Diritti

Figli di coppie omogenitoriali, in Europa 13 Stati li registrano già: ecco quali sono

La prima è stata l'Olanda nel 2001. Poi sono seguiti altri dodici Paesi. Intanto, per armonizzare il quadro legislativo il Parlamento europeo sta discutendo una proposta di regolamento sul riconoscimento della genitorialità tra Stati membri

La prima è stata l’Olanda, che da 22 anni registra già i figli di coppie gay. E in Europa, secondo una ricerca del centro studi del Parlamento europeo, sono già 13 gli Stati che in Europa hanno dato il via libera all’adozione congiunta completa da parte di coppie dello stesso sesso.
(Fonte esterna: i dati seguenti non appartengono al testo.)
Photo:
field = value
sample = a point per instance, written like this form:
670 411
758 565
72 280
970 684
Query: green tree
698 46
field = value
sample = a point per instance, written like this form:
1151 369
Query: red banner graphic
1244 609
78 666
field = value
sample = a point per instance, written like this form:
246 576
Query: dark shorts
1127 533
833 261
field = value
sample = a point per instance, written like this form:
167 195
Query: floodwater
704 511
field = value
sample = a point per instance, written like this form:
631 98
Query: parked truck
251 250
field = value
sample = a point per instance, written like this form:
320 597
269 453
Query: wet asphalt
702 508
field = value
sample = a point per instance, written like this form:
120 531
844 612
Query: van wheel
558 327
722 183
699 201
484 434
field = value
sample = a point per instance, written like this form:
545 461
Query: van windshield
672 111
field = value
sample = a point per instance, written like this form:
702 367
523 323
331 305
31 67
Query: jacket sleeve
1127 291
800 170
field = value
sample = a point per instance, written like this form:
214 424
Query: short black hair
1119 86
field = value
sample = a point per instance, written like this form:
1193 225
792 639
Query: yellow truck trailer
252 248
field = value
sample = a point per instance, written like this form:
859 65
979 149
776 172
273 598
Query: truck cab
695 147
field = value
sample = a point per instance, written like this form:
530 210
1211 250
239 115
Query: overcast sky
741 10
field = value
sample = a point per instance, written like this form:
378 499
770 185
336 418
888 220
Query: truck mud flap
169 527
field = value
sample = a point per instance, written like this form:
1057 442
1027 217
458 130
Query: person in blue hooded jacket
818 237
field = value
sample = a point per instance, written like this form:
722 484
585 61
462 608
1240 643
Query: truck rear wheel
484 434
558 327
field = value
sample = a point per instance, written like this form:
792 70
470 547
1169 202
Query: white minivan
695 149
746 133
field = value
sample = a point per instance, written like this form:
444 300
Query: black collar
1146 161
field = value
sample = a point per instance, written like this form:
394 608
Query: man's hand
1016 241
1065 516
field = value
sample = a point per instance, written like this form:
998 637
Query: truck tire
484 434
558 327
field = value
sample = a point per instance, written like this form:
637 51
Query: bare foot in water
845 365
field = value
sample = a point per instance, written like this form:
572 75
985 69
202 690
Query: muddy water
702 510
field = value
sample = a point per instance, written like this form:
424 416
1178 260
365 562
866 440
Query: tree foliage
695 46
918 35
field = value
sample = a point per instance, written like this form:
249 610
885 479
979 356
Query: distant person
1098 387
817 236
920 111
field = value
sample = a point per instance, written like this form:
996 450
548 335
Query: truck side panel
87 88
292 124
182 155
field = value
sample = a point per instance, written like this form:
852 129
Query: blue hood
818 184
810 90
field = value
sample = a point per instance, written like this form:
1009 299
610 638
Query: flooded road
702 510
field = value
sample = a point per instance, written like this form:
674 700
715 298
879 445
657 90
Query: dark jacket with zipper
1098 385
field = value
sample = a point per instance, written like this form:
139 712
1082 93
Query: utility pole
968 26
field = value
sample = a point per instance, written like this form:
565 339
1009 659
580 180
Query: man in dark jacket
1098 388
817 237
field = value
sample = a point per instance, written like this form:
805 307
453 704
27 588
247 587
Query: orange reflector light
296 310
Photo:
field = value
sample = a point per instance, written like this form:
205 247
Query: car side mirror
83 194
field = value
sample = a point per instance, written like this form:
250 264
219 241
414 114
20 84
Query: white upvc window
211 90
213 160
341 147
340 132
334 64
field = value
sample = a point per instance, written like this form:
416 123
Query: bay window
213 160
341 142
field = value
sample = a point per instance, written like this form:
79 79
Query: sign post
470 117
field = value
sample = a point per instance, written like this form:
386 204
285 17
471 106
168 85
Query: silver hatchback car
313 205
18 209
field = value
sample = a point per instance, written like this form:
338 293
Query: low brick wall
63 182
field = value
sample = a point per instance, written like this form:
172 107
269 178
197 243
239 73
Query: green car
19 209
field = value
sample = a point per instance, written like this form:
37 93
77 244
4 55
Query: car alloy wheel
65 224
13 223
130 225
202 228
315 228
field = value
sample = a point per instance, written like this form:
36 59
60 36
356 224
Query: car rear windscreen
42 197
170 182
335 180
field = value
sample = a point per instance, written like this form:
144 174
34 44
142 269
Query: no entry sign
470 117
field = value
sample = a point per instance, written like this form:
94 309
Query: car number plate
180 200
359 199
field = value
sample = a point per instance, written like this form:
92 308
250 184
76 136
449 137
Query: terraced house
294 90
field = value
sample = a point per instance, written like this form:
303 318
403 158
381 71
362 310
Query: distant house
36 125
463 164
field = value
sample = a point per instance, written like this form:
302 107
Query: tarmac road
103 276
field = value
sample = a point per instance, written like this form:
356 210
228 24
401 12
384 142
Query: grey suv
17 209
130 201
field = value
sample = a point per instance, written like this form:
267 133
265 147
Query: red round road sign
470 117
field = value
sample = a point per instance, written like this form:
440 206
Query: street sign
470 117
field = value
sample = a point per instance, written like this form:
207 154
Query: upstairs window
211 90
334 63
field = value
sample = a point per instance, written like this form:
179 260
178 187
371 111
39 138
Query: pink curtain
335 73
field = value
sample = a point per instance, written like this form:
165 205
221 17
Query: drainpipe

Oltre ai Paesi Bassi, la Svezia ha dato il via libera dal 2003, la Spagna dal 2005, il Belgio dal 2006, la Danimarca dal 2010, la Francia dal 2013, Malta dal 2014, Lussemburgo dal 2015, l’Austria dal 2016, l’Irlanda dal 2016, il Portogallo dal 2016, la Finlandia dal 2017 e pure la Germania dal 2017. La Slovenia dal 2011 e l’Estonia dal 2016, pur non consentendo l’adozione completa prevedono la cosiddetta ‘step child adoption’, ovvero la pratica per cui un partner in un’unione omosessuale registrata può adottare il figlio biologico del compagno/a.

In alcuni casi, previa analisi del tribunale, si può estendere anche l’adozione di un figlio adottato. Caso particolare invece la Croazia che consente dal 2014 ai conviventi registrati e non registrati di diventare ‘tutori legali’ del figlio del proprio partner. In Grecia invece, le coppie dello stesso sesso in un’unione civile possono avere in affido, ma non adottare, un bambino.

Per armonizzare il quadro legislativo il Parlamento europeo sta discutendo una proposta di regolamento sul riconoscimento della genitorialità tra Stati membri. Nel testo, che al momento è all’esame della commissione giustizia dell’Eurocamera, si osserva che “il rifiuto di riconoscere la registrazione di genitorialità aumenta il rischio di rendere un bambino apolide, o può comportate il rifiuto ad un genitore di ottenere il permesso per una visita in caso il figlio sia ospedalizzato. Ed aumentano anche i rischi legati all’accesso all’istruzione”. Inoltre, secondo il documento, “il rifiuto da parte di uno Stato di riconoscere la genitorialità stabilita all’estero può avere gravi conseguenze per i bambini e le loro famiglie“.